I read this like 30 years ago due to an effusive blurb from Pynchon. I think I enjoyed it, but I honestly don't remember a thing about it.
posted by dfan at 6:57 AM on June 13, 2023 [1 favorite]


I found it on Amazon, and one of the reviews warned not to read Pynchon's intro because it contains spoilers.
posted by Halloween Jack at 7:01 AM on June 13, 2023


I read this like 30 years ago due to an effusive blurb from Pynchon. I think I enjoyed it, but I honestly don't remember a thing about it.
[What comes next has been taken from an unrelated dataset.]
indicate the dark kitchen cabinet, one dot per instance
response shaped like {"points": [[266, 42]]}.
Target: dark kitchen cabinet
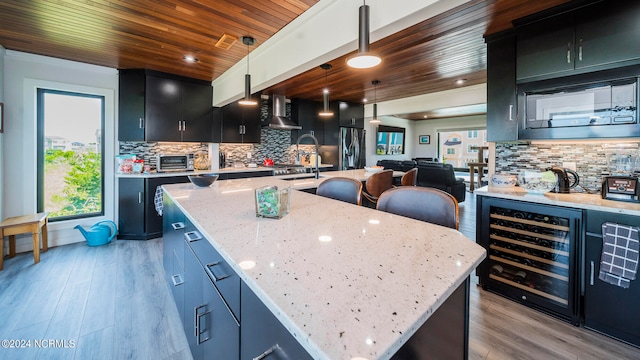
{"points": [[595, 37], [212, 331], [305, 113], [262, 335], [348, 114], [138, 218], [156, 106], [502, 111], [240, 124], [173, 252], [532, 254], [608, 308]]}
It was like 22-ish years ago for me, but otherwise same here. It's still on my shelf, so I should re-read it sometime. I recently recognized the cover when someone on a TV show was reading it, but I can't remember what the show was.
posted by heteronym at 6:39 PM on June 14, 2023


I found it on Amazon, and one of the reviews warned not to read Pynchon's intro because it contains spoilers.

I am pro-spoiler generally, but even if I wasn't, this isn't really the kind of book where you are reading along for the plot.
posted by Literaryhero at 11:22 PM on June 14, 2023


As a side note, I started reading another Jim Dodge novel "Not Fade Away" with the intent of posting it next, but about halfway through it becomes really, really, really racist in a totally non-excusable way (not that racism is ever excusable). I had to put the book down.

I am considering trying to re-read his first novel, Fup, but I'm honestly kind of put off by the whole thing now.
posted by Literaryhero at 11:25 PM on June 14, 2023


I read this like 30 years ago due to an effusive blurb from Pynchon. I think I enjoyed it, but I honestly don't remember a thing about it.

This is exactly my experience. Pynchon blurb, the rest a blur.